Posted by: Robert Goodyear | Jun 28, 2006 11:59:50 PM
Echo Titanas' sentiment, coming from another part of the world, its incredible how blogging can attract capital. only in america. its not surprising that all the major internet properties are american.
Posted by: sr | Jun 29, 2006 12:02:00 AM
Fred --
I agree with you in general on the head scratching thing. If Jason is right, and assuming you can get traffic to some critical mass where you can actually sell directly to advertisers -- you should be making enough money to afford to hire an ad sales guy out of cash flow. I know on the Politics side -- I invested in and act as Publisher for RealClearPolitics (not a blog , though) -- I think you need to be at about 10-15 MM page views to afford to hire some outside sales guys, assuming a rpm of $5 or more. I expect that rate to be much higher on the tech blogging side, but the point remains. If your growth is there on traffic, at some point you should be able to fund ad sales guys etc out of cash flow. I think part of it is that according to Om himself he is actually trying to build some services; and not being an entrepreneur in the past he may need help and cash in putting together team to develop stuff. So the cash for him allows him to start developing ahead of the game. I would imagine Rafat, who has already built much more than a blog, is really raising some good old fashioned growth capital per Jason's comment. I do think that the other point here is he is raising less than $1MM which will significantly impact his business -- which is still much much much less than any traditional media would need at the same stage of their lives. To me, these businesses can be started and built for almost nothing, but their capital needs remain very very low throughout their lives. One final thought -- having lived through the last bubble - I would imagine that a lot of people are realizing that there is cash that can be raised at very attractive valuations NOW; and they are trying to take a "bird in the hand" knowing that a recession that hits at some point in the future will really swing all these network ads negative.

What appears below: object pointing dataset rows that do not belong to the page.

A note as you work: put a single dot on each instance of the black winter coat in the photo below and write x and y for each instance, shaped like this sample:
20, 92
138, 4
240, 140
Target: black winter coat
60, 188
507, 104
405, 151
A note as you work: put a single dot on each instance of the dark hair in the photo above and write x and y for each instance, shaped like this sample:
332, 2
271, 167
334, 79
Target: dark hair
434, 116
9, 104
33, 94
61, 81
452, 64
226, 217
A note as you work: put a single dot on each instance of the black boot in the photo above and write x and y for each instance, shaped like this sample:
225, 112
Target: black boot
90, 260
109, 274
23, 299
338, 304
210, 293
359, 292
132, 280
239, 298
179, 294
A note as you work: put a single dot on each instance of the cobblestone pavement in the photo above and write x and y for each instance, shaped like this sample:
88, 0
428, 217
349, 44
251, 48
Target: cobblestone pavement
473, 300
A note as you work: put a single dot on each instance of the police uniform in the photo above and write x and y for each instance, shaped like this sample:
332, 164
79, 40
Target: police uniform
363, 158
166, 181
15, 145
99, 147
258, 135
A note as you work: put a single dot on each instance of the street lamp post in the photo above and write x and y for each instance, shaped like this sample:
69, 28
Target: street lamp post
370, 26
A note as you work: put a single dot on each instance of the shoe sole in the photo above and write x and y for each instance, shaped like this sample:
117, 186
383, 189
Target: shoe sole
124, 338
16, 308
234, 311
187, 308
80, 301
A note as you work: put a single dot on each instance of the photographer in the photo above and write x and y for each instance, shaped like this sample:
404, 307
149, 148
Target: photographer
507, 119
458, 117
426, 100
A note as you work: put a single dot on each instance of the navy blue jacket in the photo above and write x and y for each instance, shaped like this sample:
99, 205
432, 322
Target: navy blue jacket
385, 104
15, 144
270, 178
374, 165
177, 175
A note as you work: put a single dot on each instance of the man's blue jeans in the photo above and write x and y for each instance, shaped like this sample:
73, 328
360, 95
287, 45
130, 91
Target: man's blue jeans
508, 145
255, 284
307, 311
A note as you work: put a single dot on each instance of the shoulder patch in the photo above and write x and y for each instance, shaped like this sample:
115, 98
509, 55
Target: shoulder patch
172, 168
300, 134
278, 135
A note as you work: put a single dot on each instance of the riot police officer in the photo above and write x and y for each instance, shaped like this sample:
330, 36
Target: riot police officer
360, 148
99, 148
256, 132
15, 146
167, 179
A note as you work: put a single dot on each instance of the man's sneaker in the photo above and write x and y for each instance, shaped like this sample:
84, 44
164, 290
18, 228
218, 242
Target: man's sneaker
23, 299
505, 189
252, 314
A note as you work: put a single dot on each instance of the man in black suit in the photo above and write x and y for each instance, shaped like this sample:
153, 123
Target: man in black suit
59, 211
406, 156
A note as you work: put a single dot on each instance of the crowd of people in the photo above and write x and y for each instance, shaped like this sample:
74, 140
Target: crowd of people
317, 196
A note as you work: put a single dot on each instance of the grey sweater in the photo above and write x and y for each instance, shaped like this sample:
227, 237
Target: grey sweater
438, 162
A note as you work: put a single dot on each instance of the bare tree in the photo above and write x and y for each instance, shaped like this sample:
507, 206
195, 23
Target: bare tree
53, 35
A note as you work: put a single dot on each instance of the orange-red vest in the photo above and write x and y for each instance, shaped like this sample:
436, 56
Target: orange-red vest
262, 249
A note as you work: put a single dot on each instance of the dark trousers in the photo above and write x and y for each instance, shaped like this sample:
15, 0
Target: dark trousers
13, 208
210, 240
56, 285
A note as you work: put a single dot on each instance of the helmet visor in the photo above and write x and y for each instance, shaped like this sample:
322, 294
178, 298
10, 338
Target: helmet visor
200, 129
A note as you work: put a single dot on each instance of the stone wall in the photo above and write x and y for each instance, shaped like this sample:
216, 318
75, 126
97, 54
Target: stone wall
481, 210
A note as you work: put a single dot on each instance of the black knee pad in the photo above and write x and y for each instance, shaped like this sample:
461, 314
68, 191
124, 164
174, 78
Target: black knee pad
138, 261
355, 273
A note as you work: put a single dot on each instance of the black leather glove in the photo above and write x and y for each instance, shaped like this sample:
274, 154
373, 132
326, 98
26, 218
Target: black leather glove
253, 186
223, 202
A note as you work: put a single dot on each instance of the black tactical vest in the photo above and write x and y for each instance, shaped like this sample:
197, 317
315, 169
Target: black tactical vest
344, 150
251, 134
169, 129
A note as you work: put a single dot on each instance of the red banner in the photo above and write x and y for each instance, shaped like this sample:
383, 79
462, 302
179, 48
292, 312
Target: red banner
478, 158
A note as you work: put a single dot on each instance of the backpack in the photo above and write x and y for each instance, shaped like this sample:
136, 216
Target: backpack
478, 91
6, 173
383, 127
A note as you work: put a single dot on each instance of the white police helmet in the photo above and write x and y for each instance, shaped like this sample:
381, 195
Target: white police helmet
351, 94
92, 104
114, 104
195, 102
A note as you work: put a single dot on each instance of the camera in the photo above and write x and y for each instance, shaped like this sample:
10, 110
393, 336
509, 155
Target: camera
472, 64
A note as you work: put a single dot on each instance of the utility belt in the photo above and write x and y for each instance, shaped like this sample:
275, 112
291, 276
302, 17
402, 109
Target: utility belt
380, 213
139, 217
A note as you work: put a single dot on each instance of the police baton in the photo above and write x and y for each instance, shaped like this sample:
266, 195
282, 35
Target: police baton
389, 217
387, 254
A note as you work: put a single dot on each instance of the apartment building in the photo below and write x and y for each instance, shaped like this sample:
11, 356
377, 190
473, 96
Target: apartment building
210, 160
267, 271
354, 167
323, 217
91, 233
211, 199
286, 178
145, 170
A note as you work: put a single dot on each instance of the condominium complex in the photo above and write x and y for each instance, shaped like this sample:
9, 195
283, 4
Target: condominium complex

Posted by: Al from Chicago | Jun 29, 2006 8:17:09 AM
I'd love to know what Fred thinks about the mini vc idea.
I think that throwing around small investments on media companies like these would be a bad idea.
Do ten deals for like $100k and maybe one works out... then you'd own 50% of a $20m exit.
Posted by: Rick | Jun 29, 2006 10:33:34 AM
In a similar vein, it's interesting to see the number of blogs that reach a certain size and suddenly decide they want to become a traditional media company and "own" their traffic.
These are all blogs that have built up significant traffic by actively linking to other blogs and web sites. Then one day they wake up, decide they want to hire their own sales force and realize that one page view per visitor per month doesn't make for a great sales story.
Good luck on changing your content strategy, but I think most properties will find their traffic plummeting once they start attempting to trap their readers all Web1.0 like.